Every team will have to deal with the Warriors at some point. They provide a unique set of challenges. But they are the Warriors for that reason. There is no other team like them. As Popovich said, everyone else has to matchup to them. But they can largely use fairly traditional lineups.

Yes, big men are supposed to have expanded range, even out to the 3-point line. But not every team is going with the flow. Stretch-4s are still only slowly proliferating through the league. There are plenty of holdout teams still who use the traditional two-big lineups. And coaches, again and again, noted the league is not, in fact, getting smaller. Just the way bigs are playing has changed.

“This is like a misconception,” Utah Jazz coach Quin Snyder said. “If you look at the league, particularly in the West, the Clippers are not small, San Antonio is not small, Memphis is not small. It’s interesting. I think Portland is. If you look at teams that have dominant guards, it makes sense to go small. I think the important thing for us is during stretches we are able to play small. Because if you can’t play small at certain times, it can be challenging especially if a team gets it going playing small.”

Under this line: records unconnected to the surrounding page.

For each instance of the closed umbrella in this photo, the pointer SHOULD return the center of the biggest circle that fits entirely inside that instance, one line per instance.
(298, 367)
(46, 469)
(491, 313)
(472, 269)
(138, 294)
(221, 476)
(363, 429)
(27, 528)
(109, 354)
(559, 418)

The Jazz are one of those teams that is definitely not small — Derrick Favors and Rudy Gobert anchor the third best defense in the league so far. The Spurs (Pau Gasol and LaMarcus Aldridge) and Clippers (Blake Griffin and DeAndre Jordan) are also decidedly big. The Chicago Bulls play big with Taj Gibson next to Robin Lopez. The Boston Celtics have Amir Johnson and Al Horford — an example of a team that used this summer’s free agency to get bigger.

Snyder said it is more difficult to play big in the league these days. The rules favor guards. Ultimately on offense, a post player needs a guard to feed them in the post. But they still have an important role to play. The game is still incredibly simple — create a mismatch and exploit it. That is perhaps what the Warriors have done more than anything.

Pure size is not the important factor in this current wide-open league. Versatility matters. With teams able to go small and super versatile hybrid bigs like Draymond Green and Paul Millsap roaming around — or stretch bigs who are only in to space the floor and pull the traditional 4s away from the paint — mismatches can be found everywhere.

And that is seen in the way some of the newer bigs are playing. These are not just rim-running rim protectors. These are skilled big men who can draw players to the outside, but also do all the dirty work.